One week after abandoning his presidential aspirations, Gov. Scott Walker's approval rating has fallen to 37 percent in Wisconsin, according to the most recent Marquette University Law School poll released Wednesday.
Meanwhile, Donald Trump and Hillary Clinton remain the presidential front-runners in Wisconsin, while former U.S. Sen. Russ Feingold has opened up a double-digit lead over U.S. Sen. Ron Johnson, R-Wis., in an upcoming rematch for the seat Johnson won from Feingold in 2010.
Walker approval continues to drop
The rating marks Walker's lowest since the school began conducting the poll three years ago and is a one percent drop from a poll released in August.
In addition, almost two-thirds of the respondents—62 percent—said they would not support Walker running for a third term and 59 percent expressed outright disapproval of the job Walker is doing.
A spokesperson for the governor declined to comment on the falling poll numbers specifically, but said that Walker is focused on continuing to improve the state.
“Governor Walker's top priority is working hard for the people of Wisconsin and making sure everyone has access to good-paying, family-supporting jobs,” spokesperson Laurel Patrick said in an email to the Milwaukee Journal Sentinel.

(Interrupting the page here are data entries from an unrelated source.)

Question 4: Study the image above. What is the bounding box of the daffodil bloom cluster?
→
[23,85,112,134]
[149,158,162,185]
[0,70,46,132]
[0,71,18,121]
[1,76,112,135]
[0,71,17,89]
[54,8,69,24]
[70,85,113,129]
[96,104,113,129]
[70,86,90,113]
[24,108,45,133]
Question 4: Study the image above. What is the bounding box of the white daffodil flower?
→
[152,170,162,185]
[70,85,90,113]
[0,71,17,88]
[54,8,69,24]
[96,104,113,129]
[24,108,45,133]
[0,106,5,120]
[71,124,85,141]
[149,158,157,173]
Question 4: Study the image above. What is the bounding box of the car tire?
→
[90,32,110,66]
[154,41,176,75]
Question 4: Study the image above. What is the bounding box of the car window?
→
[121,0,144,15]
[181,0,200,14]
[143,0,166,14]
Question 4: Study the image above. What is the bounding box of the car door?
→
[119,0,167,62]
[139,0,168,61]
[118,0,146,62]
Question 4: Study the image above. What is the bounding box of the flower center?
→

Trump, Clinton top presidential candidates in Wisconsin
Following Walker’s exit from the presidential race last week, business mogul Donald Trump has assumed the top spot among Wisconsin Republicans. Twenty percent of respondents said they would support Trump, followed by former neurosurgeon Ben Carson at 16 percent and Florida Sen. Marco Rubio at 14 percent.

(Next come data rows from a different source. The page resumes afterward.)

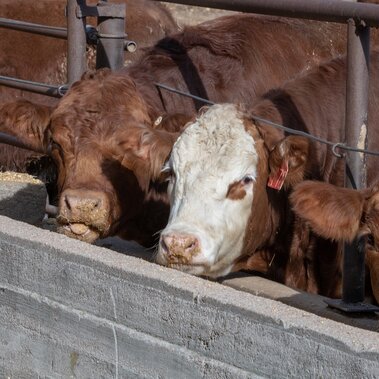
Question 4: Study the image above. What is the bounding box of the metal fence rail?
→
[160,0,379,25]
[0,17,67,39]
[0,76,68,98]
[0,0,127,91]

On the Democratic side, former Secretary of State Hillary Clinton maintained a 12-point lead over Vermont Sen. Bernie Sanders, 42-30. Vice President Joe Biden, who has not decided if he will run, checked in at 17 percent.

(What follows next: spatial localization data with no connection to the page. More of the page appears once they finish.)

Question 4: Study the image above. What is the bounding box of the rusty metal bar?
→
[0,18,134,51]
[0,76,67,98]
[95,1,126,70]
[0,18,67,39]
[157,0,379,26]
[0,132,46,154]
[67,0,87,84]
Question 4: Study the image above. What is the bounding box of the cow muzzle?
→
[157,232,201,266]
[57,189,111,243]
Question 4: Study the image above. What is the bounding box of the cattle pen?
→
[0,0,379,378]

Clinton leads Trump in a hypothetical general election matchup 50-36.
Feingold extends lead over Johnson in Senate race
Democratic challenger Russ Feingold extended his lead over incumbent Ron Johnson, with the poll giving Feingold a 14-point lead. This marks an increase over August’s numbers, where Feingold saw his lead dwindle to five points.
Poll Director and Marquette University Law School professor Charles Franklin cautioned that both senate candidates are still relatively unknown to voters with over a year to go before the election.
“Only 55 percent of registered voters are able to say if they have a favorable or unfavorable view of both candidates,” Franklin said in a press release. “Nineteen percent are unable to rate either candidate. This is a recipe for volatility until the campaign moves into full swing.”
The poll interviewed 803 Wisconsinites in late September and has a four percent margin of error for the full poll.